BigQuery
This page is a work in progress.
Google BigQuery (often shortened to ‘BQ’) is a cloud-based SQL data warehouse.
BigQuery is used by GDS for the storage and querying of a number of web analytics resources.
Resources
Understanding tables, datasets, and projects
In BigQuery, data is stored in tables, which are grouped together inside datasets. Datasets are organised into projects.
For example, our GOV.UK Universal Analytics data is sent to the govuk-bigquery-analytics.87773428.ga_sessions_intraday_YYYYMMDD
table three times a day. Here,
govuk-bigquery-analytics
is the project ID87773428
is the dataset namega_sessions_intraday_YYYYMMDD
is the table name
There are different types of tables that can be used to store data in BigQuery.
Our raw Google Analytics data, for example, is stored in a sharded table.
The name of each shard ends with the suffix YYYYMMDD
, representing the date in year-month-day format.
Partitioned tables are in use in other datasets, such as the flattened GOV.UK GA4 data.
Access
All GDS staff have access to core Google Analytics datasets by default.
Access to other projects and datasets will be granted to users when required.
To request access, please contact the #data-engineering Slack channel, stating what project or data you need access to, and what roles or permissions you require.
Roles
A role is a set of permissions. Users should only have the specific role or permissions they need to use the Google Cloud Platform.
Contact the Data Engineering community to ask for a role, permission or service account.
Common permissions we use for BigQuery access include:
- BigQuery Data Viewer
- BigQuery Job User
- BigQuery Read Session User
BigQuery Data Viewer allows the user to access and view data. When granted at the project level, this means the user can see all the data held within a project. This does not allow the user to query the data from within that project - a user granted only Data Viewer permissions to a given project would need to query the data from a different project. This permission can also be applied at dataset level.
BigQuery Job User grants the user the ability to run queries from the project in question.
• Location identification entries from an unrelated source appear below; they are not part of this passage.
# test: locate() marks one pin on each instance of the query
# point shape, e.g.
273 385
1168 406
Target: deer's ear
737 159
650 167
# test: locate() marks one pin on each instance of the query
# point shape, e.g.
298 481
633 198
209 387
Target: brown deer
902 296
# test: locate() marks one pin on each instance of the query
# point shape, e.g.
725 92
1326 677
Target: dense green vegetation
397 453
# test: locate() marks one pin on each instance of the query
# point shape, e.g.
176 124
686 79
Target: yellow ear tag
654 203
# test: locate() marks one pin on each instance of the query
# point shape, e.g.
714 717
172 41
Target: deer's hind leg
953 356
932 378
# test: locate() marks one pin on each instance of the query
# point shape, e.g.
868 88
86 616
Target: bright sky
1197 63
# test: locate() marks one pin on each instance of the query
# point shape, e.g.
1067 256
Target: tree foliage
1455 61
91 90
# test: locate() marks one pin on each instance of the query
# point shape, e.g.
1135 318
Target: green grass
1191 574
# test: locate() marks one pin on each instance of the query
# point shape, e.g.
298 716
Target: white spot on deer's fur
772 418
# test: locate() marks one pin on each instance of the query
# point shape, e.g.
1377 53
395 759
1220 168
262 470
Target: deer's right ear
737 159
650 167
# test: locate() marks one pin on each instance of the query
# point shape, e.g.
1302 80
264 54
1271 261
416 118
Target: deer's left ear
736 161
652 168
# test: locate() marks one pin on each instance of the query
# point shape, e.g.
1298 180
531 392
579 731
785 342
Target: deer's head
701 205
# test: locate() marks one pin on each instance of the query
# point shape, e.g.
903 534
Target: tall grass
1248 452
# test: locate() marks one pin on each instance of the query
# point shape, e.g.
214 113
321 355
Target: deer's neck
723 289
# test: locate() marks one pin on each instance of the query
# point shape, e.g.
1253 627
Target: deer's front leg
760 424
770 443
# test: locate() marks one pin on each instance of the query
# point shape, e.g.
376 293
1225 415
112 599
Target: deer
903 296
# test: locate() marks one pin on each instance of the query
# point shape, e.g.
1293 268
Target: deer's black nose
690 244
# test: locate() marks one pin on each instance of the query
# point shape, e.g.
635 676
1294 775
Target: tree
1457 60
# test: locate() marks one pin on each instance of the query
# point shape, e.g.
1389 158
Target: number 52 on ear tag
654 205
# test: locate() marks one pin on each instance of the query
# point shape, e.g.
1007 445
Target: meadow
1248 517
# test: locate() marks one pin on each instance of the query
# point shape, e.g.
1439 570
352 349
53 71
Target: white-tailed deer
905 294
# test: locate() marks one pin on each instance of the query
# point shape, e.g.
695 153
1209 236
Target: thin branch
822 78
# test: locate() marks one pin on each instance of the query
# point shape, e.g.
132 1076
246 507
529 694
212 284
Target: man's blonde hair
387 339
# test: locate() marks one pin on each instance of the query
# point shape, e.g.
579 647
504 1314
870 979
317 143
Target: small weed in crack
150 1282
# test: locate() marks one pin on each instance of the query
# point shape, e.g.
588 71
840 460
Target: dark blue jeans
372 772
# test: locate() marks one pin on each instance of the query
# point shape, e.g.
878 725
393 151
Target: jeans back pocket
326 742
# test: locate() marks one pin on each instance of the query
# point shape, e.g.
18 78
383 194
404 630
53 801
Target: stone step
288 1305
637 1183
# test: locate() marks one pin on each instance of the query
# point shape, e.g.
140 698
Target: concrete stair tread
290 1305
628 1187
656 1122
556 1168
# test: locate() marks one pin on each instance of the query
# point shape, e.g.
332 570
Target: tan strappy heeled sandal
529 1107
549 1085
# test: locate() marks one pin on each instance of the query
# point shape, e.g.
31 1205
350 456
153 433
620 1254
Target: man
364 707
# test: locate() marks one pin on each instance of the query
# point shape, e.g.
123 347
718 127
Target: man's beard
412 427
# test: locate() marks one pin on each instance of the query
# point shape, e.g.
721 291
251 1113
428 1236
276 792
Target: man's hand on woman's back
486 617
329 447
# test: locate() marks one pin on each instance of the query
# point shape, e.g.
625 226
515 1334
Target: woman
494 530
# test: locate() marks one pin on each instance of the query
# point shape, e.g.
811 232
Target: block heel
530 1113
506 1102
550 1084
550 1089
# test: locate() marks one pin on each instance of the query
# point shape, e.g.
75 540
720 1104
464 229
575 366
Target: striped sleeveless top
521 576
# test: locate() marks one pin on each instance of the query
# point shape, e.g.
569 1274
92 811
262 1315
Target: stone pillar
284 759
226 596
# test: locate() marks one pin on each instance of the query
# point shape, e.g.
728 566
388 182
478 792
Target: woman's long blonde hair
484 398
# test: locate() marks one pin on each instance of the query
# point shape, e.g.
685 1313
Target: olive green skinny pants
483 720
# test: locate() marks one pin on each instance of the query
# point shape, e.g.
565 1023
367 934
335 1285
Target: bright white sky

The data being queried could be held in a different project but the query cost is allocated to the querying project.
BigQuery Read Session User permissions are required if the Storage Read API is used when querying.
More information on roles and IAM permissions can be found in the Google Cloud documentation.
Quotas
Several projects have quotas in place to limit the amount of data that can be queried. This limits our exposure to high costs from large queries and provides a safety net for those working with the data, as you can only wrack up so much in query costs. Details of specific quotas can be found under the project name on the GCP page.
The aim of these quotas is not to inhibit use of the data we store. Please contact the Data Engineering community if quotas appear to be getting in the way of your work.
Sometimes, it appears that users can trigger queries which surpass quotas in place. We believe that this happens when a number of queries (which individually do not pass the quota, but do together) are added to the queue and run concurrently by BigQuery. BigQuery uses dynamic concurrency, so a number of queries can be run simultaneously. We think that the quota check occurs before a query is moved to ‘Active’.
Quotas and Looker Studio
Looker Studio, as well as other reporting or visualisation tools, seems to be very ‘data hungry’.
One issue occurs when setting up new data connections.
When Looker Studio connects to a sharded table for the first time, it runs a series of queries that references all shards.
The queries are for a small number fields each (4 or 5), and these queries are run multiple times until all fields have been retrieved - essentially running SELECT * FROM * LIMIT 100
.
This does not appear to be the case when using an existing data connection. When using an existing data connection, Looker Studio respects the table_suffix and default date range within the report.
For this reason, we recommend that where possible shared pre-existing data connections are used in Looker Studio.
Some best practice for using Looker Studio with BigQuery data can be found on the Looker Studio best practice page (written for those using GA4 data, but the advice is likely to hold true for other large datasets).